In the first of this series, we looked at the absolute basic penetration testing tools that make up the foundation of any competent arsenal. In this part, we are going to look at some of the newer and more sophisticated tools that are available.
Run a packet sniffer on a typical corporate network, and you will see an awful lot of broadcast traffic “noise”. For backward compatibility, Windows networks generate a large number of name requests using legacy protocols such as LLMNR (Link-Local Multicast Name Resolution) and NBT-NS (NetBIOS Naming Service). Because these packets are broadcast packets, any local host can see the requests, and because there is no inbuilt validation, any local host can answer the request. Responder is a powerful tool that allows you to create fake answers to these requests, and “steer” the victim’s network traffic to the attack machine. All sorts of network authentication attempts can therefore be captured, some encrypted, others in clear-text. All too often you are merely a dictionary attack away from legitimate credentials.
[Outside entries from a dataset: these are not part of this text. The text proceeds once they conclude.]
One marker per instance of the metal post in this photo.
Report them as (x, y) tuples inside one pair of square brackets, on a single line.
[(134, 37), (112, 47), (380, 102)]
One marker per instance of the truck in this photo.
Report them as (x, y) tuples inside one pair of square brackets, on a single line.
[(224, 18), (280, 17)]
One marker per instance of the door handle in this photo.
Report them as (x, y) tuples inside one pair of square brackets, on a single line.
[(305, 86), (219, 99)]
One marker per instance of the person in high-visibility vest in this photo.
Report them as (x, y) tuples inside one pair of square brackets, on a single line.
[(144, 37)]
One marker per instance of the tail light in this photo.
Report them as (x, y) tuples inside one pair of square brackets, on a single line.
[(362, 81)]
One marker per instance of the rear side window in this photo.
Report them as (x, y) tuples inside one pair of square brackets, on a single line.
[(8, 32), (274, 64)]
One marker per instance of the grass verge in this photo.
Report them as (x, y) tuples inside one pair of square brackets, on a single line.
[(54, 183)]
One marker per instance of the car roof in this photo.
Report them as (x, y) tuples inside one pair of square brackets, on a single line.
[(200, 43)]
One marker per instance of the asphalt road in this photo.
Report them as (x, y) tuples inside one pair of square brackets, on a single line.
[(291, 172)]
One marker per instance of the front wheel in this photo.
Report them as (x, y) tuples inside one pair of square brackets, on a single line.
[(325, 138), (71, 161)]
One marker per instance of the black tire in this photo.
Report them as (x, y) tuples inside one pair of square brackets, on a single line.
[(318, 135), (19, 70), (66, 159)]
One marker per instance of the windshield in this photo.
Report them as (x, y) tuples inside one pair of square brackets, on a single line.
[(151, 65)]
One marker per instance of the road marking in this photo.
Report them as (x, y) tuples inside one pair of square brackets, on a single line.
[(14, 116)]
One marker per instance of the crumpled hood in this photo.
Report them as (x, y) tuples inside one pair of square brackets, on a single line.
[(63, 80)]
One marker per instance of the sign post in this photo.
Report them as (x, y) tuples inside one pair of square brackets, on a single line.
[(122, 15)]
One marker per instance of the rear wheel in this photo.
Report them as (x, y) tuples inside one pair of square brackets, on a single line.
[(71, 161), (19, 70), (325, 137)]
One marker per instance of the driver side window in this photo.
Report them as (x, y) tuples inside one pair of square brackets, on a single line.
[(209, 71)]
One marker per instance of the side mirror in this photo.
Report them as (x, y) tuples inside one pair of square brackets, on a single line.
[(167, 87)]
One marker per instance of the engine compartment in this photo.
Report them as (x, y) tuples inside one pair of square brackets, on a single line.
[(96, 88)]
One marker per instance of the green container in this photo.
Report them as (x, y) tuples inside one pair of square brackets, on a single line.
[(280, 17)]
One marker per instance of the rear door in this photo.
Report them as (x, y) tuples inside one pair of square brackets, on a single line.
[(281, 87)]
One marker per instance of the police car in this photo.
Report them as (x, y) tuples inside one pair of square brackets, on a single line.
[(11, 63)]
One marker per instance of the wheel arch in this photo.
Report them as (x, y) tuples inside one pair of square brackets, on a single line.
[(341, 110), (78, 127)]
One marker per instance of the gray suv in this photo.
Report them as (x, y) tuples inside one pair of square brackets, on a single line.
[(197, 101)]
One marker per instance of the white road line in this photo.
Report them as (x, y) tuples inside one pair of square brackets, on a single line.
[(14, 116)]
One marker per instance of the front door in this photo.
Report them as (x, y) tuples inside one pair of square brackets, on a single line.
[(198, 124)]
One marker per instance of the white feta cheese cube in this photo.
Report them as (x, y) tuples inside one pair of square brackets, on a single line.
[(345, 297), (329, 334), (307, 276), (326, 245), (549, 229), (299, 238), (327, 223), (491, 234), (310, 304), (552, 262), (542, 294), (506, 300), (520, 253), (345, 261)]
What started out primarily as an AV evasion toolkit, has since grown into a rapidly expanding framework that’s constantly growing in capability. The original purpose for Veil however remains just as valid: Evading AV solutions. All too often during a penetration test, the target’s AV solution will prevent the compromise of a system using a generic payload. This may, on the surface, appear to be good news: The security solution is doing what it is supposed to. Cook-up something a little more bespoke however, and it will often sail straight past detection. Veil allows the creation of these custom payloads with ease.
Continuing the theme of AV evasion, PowerSploit consists of a powerful suite of tools that enable and maintain the compromise of targets, from invoking shells on targets with PowerShell installed, to grabbing passwords. Did I mention that AV solutions tend to completely ignore PowerShell scripts? Well, it’s a point that cannot be stressed enough.
You’ve compromised a Domain member server, you’ve grabbed and cracked the local password hashes, so you have the local administrator account. Now what? SMBExec is a privilege escalation tool that allows you to test already obtained credentials against a list of hosts to find out where they are valid. It also allows automation of tasks such as grabbing password hashes. In my experience, SMBExec often allows an attacker to go from a single compromised set of credentials to full Domain Admin in the blink of an eye.
Mimikatz is an amazing tool that pulls clear-text (yes, clear-text) passwords , PIN codes and Kerberos tickets from memory in Windows. Of course, you need privileged access to perform these tasks, but if you obtain a Local Administrator account or similar, then you are on the road to full Domain compromise with Mimikatz. A number of other attacks, including pass the hash are also covered in this swiss army knife of password poaching goodness. And of course, the ability to retrieve passwords in clear-text can save an awful lot of time.
The only problem with a blog post such as this, is knowing where to stop. The quality of a penetration test is based on a number of factors, but the right tool for the job is definitely a foundation upon the appropriate skills can be based., often saving time and maximising impact of the access already obtained.